Unified Vertical Lift Advisory Circular Coming in 2027

The FAA had intended to develop and publish an advisory circular for vertiports by the end of 2025, just like it did for heliports via AC 150/5390-2D in 2023. However, the agency is now changing that plan. Rather, it now intends to produce a “Unified Vertical Lift Infrastructure Advisory Circular,” which would include standards for both heliport and vertiport design, by June 30, 2027.

“We'll be aligning our standards to move toward a unified vertical lift Advisory Circular based on input from you all within the industry and also from Congress,” John Dermody, director for the FAA's Office of Airport Safety and Standards, said during the industry day discussion. “As we move forward in the next 12 to 18 months, we'll need support from the entire vertical lift industry, including helicopter manufacturers and operators, to help us get to the next chapter of our standards development.”
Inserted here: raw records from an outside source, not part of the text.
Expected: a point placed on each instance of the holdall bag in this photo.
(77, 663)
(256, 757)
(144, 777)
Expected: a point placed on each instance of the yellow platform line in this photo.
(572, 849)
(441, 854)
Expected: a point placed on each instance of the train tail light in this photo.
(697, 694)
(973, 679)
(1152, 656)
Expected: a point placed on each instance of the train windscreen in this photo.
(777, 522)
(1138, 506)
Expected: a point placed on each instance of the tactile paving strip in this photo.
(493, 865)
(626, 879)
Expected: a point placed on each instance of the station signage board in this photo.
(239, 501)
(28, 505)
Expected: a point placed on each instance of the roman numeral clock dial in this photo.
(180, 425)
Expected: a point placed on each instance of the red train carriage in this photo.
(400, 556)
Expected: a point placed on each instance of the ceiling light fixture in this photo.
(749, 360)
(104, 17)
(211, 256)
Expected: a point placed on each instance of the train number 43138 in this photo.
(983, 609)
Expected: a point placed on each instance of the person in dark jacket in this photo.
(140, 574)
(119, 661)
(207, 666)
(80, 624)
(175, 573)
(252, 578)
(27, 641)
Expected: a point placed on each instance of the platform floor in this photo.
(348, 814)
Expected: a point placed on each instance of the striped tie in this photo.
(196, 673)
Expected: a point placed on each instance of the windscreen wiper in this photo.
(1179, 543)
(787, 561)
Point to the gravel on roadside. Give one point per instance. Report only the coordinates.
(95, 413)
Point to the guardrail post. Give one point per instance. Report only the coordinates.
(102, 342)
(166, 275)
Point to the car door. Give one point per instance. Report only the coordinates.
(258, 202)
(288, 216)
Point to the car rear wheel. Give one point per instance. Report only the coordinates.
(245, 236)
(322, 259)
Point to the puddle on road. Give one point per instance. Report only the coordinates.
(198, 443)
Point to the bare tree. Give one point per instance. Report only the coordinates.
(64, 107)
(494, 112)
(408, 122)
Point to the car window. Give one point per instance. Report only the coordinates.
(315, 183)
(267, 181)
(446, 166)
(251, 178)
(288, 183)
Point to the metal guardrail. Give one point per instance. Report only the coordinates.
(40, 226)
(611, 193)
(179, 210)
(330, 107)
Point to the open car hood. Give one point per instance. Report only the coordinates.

Other changes to EB 105A pertain to the geometry of takeoff and landing sites, including guidance on lighting and markers. It now determines the appropriate geometry of a landing area by factoring in the diameter of an eVTOL aircraft’s rotor system rather than the entire aircraft body size. This accounts for differences in configurations between various types of multirotor eVTOL aircraft and helicopters.

“In traditional heliport design, the rotor diameter typically incorporates the main rotor's downwash—so that's the turbulent air generated by the rotor blades. It incorporates the landing gear footprint and other parts of the aircraft that may come in contact with the ground or the landing surface, such as the tail rotors or the skids,” Bassey explained. “The guidance …ensures that there’s a large enough buffer to protect against the rotor wash while also accounting for the landing gear and the aircraft's ground footprint.” 

The safety area around an eVTOL takeoff and landing zone “must still incorporate the landing gear or touch points, the downwash from the rotors (but this will be different from helicopters due to having smaller rotors, distributed fans, or tilting rotors), and also incorporate other propulsion units,” Bassey said. “This comprehensive safety zone is crucial in order to account for all potential hazards during takeoff, landing, or ground operations.”

Downwash Caution Areas

The FAA has also added guidance on downwash/outwash caution areas in EB 105A. It recommends vertiport facilities post signs in areas where winds generated by an aircraft could reach or exceed speeds of 34.5 mph—“gale-force” winds that pose a hazard to people, property, and even other aircraft, according to the FAA. 

Remarkably, that windspeed threshold is nowhere near the maximum velocities the FAA recorded in its eVTOL downwash and outwash survey, the results of which were published on December 30. That report notes a maximum downwash speed of 100 mph at a distance of 41 feet from the takeoff and landing zone. At a distance of 100 feet, it reported winds exceeding 60 mph. More research is needed to better understand and predict eVTOL downwash effects, which may differ from that of traditional helicopters and other tiltrotor aircraft, according to a study by the U.K. Civil Aviation Authority. 

While a handful of leading eVTOL manufacturers hope to have their aircraft certified and in service this year, the FAA is still working to collect the aircraft operational data it needs to come up with the performance-based vertiport design standards mandated in last year’s FAA Reauthorization Act. 

To help streamline certification efforts, the FAA Office of Airports and the FAA Aircraft Certification Service have agreed to collaborate on the development of performance-based standards for eVTOL landing accuracy, which directly relates to the size of landing surfaces at vertiports. Over the next 12 months, the Office of Airports will conduct operational tests of helicopters to inform the development of those performance-based standards, and eVTOL makers will have the option to demonstrate a landing accuracy equivalent to helicopters as part of the FAA type certification process, Bassey explained.